Em meio aos protestos sociais o Irã adverte que qualquer ação militar dos EUA será revidada com força. O Irã emitiu ontem (11), um aviso aos Estados Unidos e a Israel que atacará instalações militares, navios comerciais e o território israelense, caso alguma operação militar conjunta ocorra em meio aos protestos antigovernamentais que assolam o país.
A ameaça foi feita pelo presidente do parlamento iraniano, Mohammad Bagher Ghalibaf, em discurso transmitido pela televisão estatal. “Em caso de um ataque militar dos Estados Unidos, o território ocupado e os centros militares e de transporte marítimo deles serão nossos alvos legítimos”, afirmou Ghalibaf. O Irã se refere à Israel como “território ocupado”, por considerar a região como território palestino.
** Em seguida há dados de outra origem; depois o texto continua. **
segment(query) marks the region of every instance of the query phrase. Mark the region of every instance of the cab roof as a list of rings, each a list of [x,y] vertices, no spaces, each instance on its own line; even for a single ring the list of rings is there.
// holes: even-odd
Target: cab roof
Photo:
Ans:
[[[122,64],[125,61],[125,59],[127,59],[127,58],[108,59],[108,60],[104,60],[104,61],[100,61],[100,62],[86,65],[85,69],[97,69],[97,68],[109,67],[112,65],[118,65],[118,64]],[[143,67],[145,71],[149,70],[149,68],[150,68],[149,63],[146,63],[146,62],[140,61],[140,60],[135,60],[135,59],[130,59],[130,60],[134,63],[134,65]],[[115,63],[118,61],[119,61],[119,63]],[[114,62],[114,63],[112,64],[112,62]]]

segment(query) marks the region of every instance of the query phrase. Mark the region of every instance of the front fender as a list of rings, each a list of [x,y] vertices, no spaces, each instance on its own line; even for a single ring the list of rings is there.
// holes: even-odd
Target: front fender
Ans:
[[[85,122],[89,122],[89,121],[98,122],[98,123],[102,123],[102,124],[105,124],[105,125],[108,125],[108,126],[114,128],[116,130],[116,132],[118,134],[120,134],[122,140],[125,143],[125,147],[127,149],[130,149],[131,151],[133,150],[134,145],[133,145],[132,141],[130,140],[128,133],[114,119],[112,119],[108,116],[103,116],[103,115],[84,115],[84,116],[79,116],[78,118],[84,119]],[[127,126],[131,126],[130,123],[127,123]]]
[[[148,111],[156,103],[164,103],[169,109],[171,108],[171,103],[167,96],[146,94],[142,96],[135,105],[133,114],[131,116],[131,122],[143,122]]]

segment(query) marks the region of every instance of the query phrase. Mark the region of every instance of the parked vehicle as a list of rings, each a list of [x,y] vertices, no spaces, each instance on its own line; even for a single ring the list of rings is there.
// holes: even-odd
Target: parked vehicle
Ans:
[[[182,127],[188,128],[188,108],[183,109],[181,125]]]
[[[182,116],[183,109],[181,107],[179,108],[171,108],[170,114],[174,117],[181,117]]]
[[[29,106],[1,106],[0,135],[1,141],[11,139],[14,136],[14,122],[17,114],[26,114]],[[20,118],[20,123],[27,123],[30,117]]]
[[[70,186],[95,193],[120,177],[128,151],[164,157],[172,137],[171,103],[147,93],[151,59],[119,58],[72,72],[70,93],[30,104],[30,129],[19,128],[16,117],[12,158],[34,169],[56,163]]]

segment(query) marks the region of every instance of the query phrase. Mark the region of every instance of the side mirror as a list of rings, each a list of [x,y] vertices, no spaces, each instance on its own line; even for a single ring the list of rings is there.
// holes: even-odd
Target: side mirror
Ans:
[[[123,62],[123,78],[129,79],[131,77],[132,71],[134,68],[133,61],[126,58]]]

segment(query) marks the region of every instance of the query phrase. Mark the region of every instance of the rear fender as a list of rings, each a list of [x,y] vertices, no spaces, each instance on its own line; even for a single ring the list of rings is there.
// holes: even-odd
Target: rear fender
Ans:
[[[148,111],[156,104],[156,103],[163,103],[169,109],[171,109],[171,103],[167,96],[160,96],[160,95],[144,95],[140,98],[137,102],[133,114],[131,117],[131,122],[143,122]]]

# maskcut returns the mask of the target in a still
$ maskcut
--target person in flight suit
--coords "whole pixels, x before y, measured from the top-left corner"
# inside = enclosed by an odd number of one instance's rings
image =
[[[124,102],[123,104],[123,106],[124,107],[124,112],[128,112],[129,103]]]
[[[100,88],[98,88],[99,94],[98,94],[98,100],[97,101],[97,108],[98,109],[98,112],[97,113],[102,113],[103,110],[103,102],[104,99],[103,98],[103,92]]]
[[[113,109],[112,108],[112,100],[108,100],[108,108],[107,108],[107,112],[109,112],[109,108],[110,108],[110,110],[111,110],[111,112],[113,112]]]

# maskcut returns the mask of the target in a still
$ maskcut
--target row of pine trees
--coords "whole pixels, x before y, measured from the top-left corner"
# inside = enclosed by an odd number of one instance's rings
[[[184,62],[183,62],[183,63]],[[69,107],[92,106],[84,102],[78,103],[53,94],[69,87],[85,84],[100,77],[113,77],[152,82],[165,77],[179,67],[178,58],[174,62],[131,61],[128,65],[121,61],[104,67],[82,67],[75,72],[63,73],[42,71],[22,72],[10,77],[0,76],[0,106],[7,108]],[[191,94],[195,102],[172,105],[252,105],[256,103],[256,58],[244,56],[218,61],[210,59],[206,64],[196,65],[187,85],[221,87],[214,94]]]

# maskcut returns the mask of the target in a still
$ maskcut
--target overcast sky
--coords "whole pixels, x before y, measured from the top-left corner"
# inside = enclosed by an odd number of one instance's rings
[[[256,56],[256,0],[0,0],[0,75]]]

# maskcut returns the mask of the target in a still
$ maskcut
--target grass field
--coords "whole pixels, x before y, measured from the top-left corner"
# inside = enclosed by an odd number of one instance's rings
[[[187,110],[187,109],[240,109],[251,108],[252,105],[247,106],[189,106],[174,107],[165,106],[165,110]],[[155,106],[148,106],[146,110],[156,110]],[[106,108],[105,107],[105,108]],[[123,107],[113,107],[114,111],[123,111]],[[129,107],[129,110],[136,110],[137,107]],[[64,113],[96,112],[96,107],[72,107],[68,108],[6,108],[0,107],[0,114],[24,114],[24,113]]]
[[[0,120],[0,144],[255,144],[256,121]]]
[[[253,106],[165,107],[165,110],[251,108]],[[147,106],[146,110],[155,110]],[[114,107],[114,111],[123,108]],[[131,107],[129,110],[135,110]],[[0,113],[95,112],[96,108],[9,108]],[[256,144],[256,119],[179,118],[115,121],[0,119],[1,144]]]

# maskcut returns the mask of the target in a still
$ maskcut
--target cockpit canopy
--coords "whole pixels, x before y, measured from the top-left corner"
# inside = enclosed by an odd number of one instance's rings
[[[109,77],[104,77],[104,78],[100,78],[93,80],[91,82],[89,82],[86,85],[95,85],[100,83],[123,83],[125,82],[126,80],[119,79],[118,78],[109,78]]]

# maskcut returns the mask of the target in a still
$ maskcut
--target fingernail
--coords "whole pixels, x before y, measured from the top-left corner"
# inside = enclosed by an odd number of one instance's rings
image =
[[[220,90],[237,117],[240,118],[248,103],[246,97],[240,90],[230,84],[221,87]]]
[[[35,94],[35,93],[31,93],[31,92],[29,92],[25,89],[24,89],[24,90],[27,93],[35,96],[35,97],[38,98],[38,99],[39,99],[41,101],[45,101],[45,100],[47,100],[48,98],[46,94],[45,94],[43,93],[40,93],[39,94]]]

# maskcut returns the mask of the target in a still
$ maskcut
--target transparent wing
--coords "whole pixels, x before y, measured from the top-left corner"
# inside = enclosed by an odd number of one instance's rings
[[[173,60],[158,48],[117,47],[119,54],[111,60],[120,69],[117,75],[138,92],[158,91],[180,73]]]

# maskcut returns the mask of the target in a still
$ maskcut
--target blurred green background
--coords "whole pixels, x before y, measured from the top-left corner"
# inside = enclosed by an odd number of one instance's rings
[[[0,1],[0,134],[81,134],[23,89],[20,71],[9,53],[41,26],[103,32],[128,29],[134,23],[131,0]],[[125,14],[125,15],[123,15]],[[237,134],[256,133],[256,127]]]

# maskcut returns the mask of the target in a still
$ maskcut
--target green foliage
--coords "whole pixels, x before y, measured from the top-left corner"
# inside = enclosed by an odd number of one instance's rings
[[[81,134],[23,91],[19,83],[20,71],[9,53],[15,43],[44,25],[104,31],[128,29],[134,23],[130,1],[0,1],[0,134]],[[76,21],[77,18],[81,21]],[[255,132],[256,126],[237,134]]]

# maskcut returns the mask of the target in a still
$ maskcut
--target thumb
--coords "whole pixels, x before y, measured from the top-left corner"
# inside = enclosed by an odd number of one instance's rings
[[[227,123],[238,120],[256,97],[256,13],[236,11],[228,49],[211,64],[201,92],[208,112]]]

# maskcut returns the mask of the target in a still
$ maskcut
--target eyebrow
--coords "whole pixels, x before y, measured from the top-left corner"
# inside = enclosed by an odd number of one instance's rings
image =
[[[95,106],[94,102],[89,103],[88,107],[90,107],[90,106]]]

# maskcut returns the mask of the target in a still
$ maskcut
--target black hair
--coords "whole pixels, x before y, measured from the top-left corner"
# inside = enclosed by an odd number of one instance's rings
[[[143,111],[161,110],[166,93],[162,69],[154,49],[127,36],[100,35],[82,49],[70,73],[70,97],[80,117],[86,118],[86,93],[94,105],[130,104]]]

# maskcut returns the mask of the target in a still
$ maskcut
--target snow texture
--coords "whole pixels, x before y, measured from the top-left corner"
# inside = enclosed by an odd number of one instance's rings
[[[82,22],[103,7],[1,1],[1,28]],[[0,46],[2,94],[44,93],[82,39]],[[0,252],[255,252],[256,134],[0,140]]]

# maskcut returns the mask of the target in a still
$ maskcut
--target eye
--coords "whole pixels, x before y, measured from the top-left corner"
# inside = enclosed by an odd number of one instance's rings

As declarações foram feitas enquanto as autoridades continuam a enfrentar a maior onda de protestos sociais nos últimos anos. As manifestações antigoverno se espalharam pelas principais cidades, com a polícia realizando inúmeras prisões e grandes operações de repressão. Há relatos que o número de mortos ultrapassou uma centena.

O alerta reflete o esforço de Teerã para dissuadir qualquer ação dos EUA depois que o presidente Donald Trump afirmou que estão “prontos para ajudar” os manifestantes e ameaçou repetidamente intervir caso as forças iranianas intensifiquem sua resposta. Trump também advertiu a alta cúpula iraniana contra o uso da força, afirmando que está monitorando a situação de perto.
Os protestos começaram no início deste mês em meio a dificuldades econômicas e à indignação pública com as políticas governamentais. Vídeos que circularam nas redes sociais mostram multidões confrontando as forças de segurança, embora a mídia estatal iraniana tenha divulgado poucas informações sobre a dimensão das manifestações.
O alerta de Ghalibaf é a declaração mais contundente de Teerã desde o início dos protestos. Ele reforça a posição iraniana de que qualquer ação militar dos EUA desencadearia um confronto mais amplo, com bases e ativos navais americanos explicitamente incluídos na lista de alvos. A menção a Israel reflete a doutrina iraniana de longa data que considera o país uma presença hostil alinhada aos interesses estratégicos dos EUA.

Em junho passado, o Irã e os Estados Unidos entraram em conflito indireto durante a guerra de 12 dias entre Israel e Irã, quando as forças americanas atacaram instalações nucleares iranianas nos últimos dias do conflito. Teerã tem reiteradamente alertado Washington contra um novo envolvimento militar na região, classificando qualquer ação desse tipo como interferência nos assuntos internos iranianos.
Em Teerã, autoridades governamentais continuam a descrever os protestos como apoiados por estrangeiros e afirmam que as forças de segurança estão agindo dentro da lei. Ativistas e grupos de direitos humanos contestam essa posição, citando o elevado número de vítimas e relatos de táticas policiais agressivas.